In general, therapy is frequently about relationships with parents, coworkers, children, spouses, friends, chosen family, neighbors, or strangers. Therapists are well-versed in helping people resolve conflicts within relationships, understand relationship dynamics, and strengthen relationships that may have been fractured or weakened. Many transgender people use therapy to process relationships that are already complicated by gender identity. Sexual assault may increase tension in these relationships, undermine effective communication, or have a negative impact on trust. Recognizing how previous relationship challenges are affected by sexual assault can help increase transgender clients’ sense of being understood and their ability to successfully engage in therapy.

1. FORGE, 2005, Sexual Violence in the Transgender Community Survey, unpublished data; G. Kenagy, 2005, “The Health and Social Service Needs of Transgender People in Philadelphia,” International Journal of Transgenderism 8(2/3):49–56; G. Kenagy and W. Bostwick, 2005, “Health and Social Service Needs of Transgender People in Chicago,” International Journal of Transgenderism 8(2/3):57–66.

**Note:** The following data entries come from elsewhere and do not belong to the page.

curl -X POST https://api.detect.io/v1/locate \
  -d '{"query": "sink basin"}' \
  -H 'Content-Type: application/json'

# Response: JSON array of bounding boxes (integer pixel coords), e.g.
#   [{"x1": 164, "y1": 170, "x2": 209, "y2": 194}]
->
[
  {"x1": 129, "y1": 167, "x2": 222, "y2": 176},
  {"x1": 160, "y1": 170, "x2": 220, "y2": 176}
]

Support Group Facilitators

Many books are available about working with couples in which one or both partners have a trauma history. Given that one in two transgender people have been sexually assaulted at some point in their lives, 75 percent of relationships with two transgender partners will include at least one survivor; in 25 percent of these relationships, both will be survivors.1 To best serve transgender survivors, you must be up to date on the literature about the impact of trauma histories on intimate relationships, and you should invite clients to discuss trauma histories if they exist. In addition, encourage transgender survivors to engage their partners in therapy, support groups, or other forms of direct support.

1. FORGE, 2005, Sexual Violence in the Transgender Community Survey, unpublished data; G. Kenagy, 2005, “The Health and Social Service Needs of Transgender People in Philadelphia,” International Journal of Transgenderism 8(2/3):49–56; G. Kenagy and W. Bostwick, 2005, “Health and Social Service Needs of Transgender People in Chicago,” International Journal of Transgenderism 8(2/3):57–66.